Digital Vigilantes Weaponize Vulnerability Disclosure
Ethical vulnerability disclosure will descend into digital vigilantism. Attackers will weaponize vulnerability disclosure to undercut organizations, destroy corporate reputations or even manipulate stock prices. Organizations will find their resources drained as digital vigilantes reduce the timelines to fix vulnerabilities and apply patches, seriously threatening operations, reputations and endangering customers.

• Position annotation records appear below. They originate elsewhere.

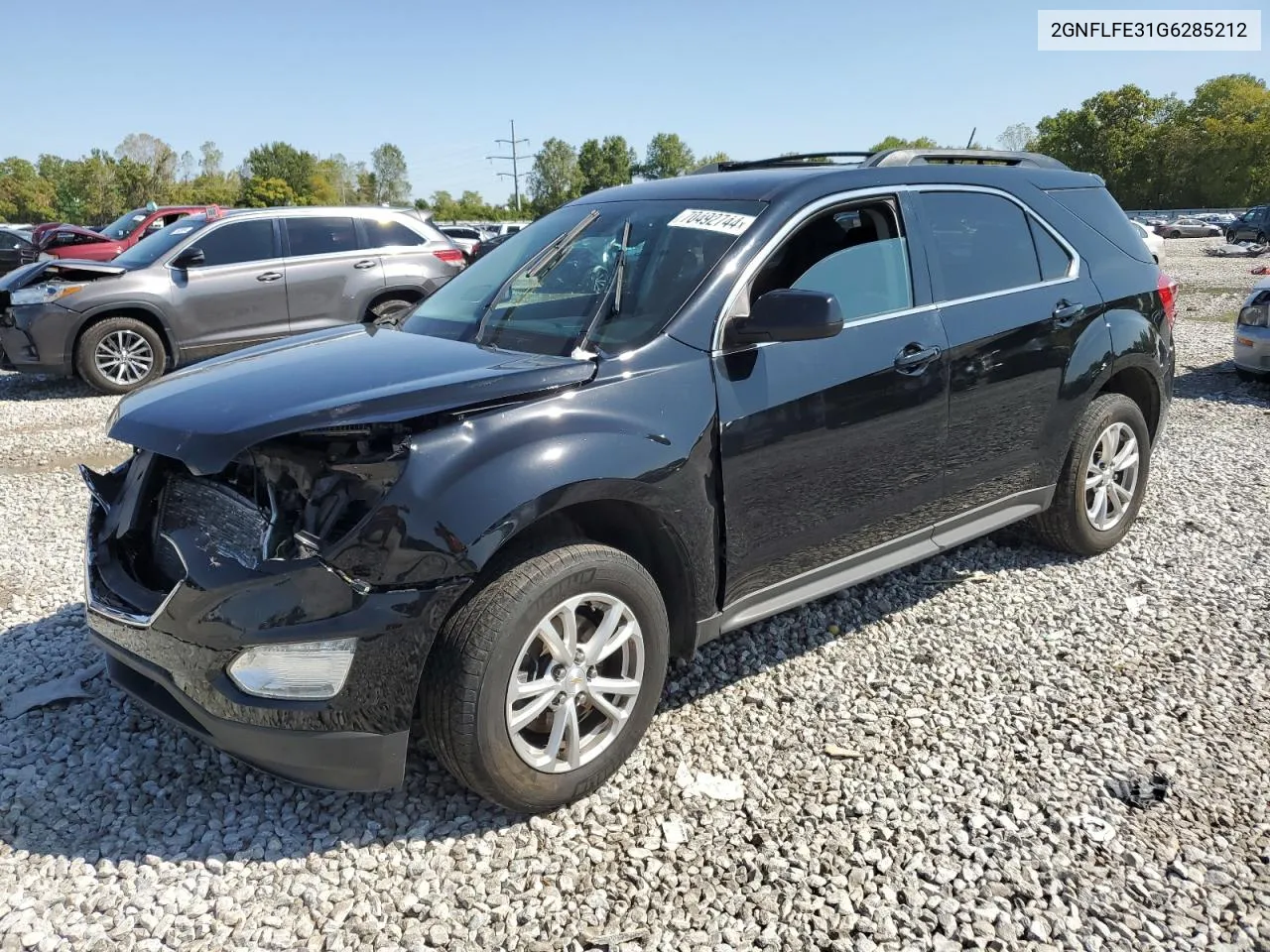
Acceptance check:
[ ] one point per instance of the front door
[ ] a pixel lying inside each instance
(330, 278)
(236, 296)
(1014, 304)
(833, 449)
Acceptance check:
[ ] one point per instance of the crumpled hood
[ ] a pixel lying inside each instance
(44, 235)
(207, 414)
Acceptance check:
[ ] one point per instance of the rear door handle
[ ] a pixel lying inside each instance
(915, 357)
(1066, 312)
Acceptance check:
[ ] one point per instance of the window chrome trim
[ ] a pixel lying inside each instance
(813, 208)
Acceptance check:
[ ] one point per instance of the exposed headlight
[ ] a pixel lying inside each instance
(44, 293)
(307, 670)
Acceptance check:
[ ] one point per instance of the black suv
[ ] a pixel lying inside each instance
(658, 414)
(1254, 225)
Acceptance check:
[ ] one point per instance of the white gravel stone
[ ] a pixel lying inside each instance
(984, 698)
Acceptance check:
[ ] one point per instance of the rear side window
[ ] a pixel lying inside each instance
(980, 244)
(238, 241)
(390, 234)
(320, 236)
(1098, 209)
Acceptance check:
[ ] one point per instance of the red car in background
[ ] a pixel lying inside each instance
(62, 240)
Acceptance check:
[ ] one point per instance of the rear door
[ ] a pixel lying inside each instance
(330, 277)
(1014, 301)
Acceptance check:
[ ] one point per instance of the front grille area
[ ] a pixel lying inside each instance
(234, 526)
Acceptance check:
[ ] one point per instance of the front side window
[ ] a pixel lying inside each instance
(980, 244)
(320, 236)
(857, 254)
(385, 232)
(236, 243)
(556, 285)
(125, 225)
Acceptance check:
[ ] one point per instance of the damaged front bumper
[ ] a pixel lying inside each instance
(172, 648)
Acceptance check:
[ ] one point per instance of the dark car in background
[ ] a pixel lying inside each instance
(16, 250)
(661, 413)
(62, 240)
(214, 282)
(1254, 225)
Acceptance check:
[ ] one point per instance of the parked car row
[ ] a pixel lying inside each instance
(498, 521)
(212, 281)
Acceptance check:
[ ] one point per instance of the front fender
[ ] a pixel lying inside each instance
(471, 485)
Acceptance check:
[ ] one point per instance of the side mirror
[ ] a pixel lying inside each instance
(786, 315)
(190, 258)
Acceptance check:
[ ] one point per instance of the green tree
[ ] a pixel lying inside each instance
(604, 164)
(267, 193)
(554, 178)
(1017, 137)
(391, 184)
(282, 160)
(666, 158)
(24, 195)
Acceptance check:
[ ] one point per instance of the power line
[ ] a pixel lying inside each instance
(515, 176)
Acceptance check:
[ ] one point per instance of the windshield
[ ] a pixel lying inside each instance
(126, 223)
(151, 248)
(518, 299)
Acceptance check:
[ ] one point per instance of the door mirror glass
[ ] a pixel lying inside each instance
(786, 315)
(190, 258)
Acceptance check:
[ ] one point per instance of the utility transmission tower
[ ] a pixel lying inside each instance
(515, 175)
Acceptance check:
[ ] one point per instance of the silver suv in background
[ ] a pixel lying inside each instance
(216, 282)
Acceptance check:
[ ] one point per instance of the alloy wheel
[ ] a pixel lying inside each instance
(1111, 476)
(123, 357)
(578, 676)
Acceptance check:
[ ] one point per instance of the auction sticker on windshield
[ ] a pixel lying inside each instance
(706, 220)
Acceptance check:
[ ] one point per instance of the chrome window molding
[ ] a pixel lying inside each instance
(812, 209)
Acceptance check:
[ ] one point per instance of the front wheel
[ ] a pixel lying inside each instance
(541, 685)
(1102, 481)
(119, 354)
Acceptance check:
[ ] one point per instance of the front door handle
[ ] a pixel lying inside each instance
(915, 357)
(1066, 312)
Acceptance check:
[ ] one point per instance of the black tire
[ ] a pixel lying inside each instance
(86, 363)
(389, 313)
(1066, 525)
(465, 683)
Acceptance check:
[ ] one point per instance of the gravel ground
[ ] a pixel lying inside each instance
(924, 761)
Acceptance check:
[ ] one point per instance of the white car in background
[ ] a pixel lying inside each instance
(1155, 243)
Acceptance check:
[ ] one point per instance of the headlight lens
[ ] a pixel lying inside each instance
(307, 670)
(44, 293)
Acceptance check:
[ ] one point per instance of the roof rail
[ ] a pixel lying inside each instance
(780, 160)
(974, 157)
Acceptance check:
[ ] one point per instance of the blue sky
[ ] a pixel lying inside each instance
(443, 80)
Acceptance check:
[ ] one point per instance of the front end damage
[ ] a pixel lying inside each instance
(218, 603)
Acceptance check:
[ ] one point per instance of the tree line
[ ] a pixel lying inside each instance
(1155, 151)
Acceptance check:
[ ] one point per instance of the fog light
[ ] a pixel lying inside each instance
(304, 670)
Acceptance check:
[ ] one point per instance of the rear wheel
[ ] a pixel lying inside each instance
(541, 685)
(389, 313)
(119, 354)
(1102, 481)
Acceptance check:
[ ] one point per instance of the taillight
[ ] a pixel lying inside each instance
(1167, 289)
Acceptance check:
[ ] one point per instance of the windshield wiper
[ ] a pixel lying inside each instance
(615, 285)
(540, 263)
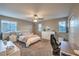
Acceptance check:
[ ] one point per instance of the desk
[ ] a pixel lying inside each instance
(66, 49)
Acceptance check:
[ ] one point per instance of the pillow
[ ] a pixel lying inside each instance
(13, 37)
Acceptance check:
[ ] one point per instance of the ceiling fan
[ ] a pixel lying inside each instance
(36, 18)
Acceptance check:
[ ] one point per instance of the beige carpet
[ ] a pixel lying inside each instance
(41, 48)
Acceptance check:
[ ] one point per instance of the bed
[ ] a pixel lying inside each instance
(29, 39)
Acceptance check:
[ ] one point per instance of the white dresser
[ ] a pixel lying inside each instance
(15, 51)
(47, 34)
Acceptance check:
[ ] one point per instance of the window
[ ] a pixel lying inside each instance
(62, 26)
(8, 26)
(39, 27)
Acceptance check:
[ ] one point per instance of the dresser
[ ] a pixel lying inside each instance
(47, 34)
(6, 51)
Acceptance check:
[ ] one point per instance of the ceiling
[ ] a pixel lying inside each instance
(45, 10)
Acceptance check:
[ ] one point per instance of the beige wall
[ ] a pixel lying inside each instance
(22, 25)
(74, 28)
(53, 23)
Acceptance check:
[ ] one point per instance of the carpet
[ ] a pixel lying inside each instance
(40, 48)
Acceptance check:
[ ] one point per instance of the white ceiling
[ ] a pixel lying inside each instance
(46, 10)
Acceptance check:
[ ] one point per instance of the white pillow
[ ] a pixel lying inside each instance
(13, 37)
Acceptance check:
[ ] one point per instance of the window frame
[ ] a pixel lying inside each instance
(64, 26)
(8, 22)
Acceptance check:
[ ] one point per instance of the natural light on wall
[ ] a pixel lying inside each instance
(62, 26)
(8, 26)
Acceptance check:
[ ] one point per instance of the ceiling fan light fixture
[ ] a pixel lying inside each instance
(35, 20)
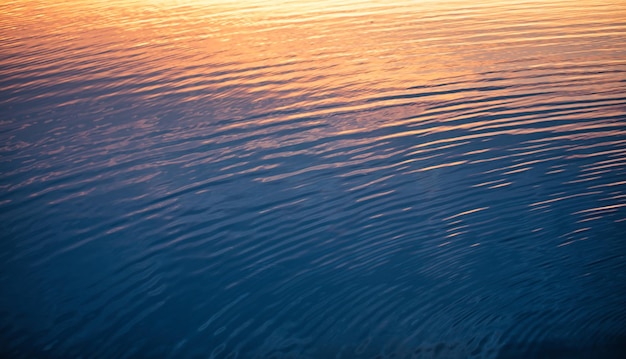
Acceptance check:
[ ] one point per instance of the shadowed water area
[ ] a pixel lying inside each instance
(299, 179)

Big Tech Break Up Fractures Business Models
Calls for the breakup of big technology giants will reach their peak by 2021. By then, at least one of them will be broken up, significantly disrupting the availability of the products and services they provide to dependent organizations. From email to search engines, advertising, logistics and delivery, the entire operating environment will change. Malicious actors will also prey upon vulnerable, transitioning organizations.
Rushed Digital Transformations Destroy Trust
The demand for organizations to remain relevant in a technology-centric world will drive them to undertake rushed digital transformations. Organizations will deploy technologies such as blockchain, AI and robotics, expecting them to seamlessly integrate with aging systems. Organizations will be faced with significant disruption to services, as well as compromised data when digital transformations go wrong.
Preparation Must Begin Now
Information security professionals are facing increasingly complex threats — some new, others familiar, but evolving. Their primary challenge remains unchanged: to help their organizations navigate mazes of uncertainty where, at any moment, they could turn a corner and encounter information security threats with severe business impact.
In the face of mounting global threats, organizations must make methodical and extensive commitments to ensure practical plans are in place to adapt to major changes in the near future. Employees at all levels of the organization will need to be involved, from board members to managers in nontechnical roles.
The three themes listed above could impact businesses operating in cyberspace at breakneck speeds, particularly as the use of connected devices spreads. Many organizations will struggle to cope as the pace of change intensifies. These threats should stay on the radar of every organization, both small and large, even if they seem distant. The future arrives suddenly, especially when you aren’t prepared.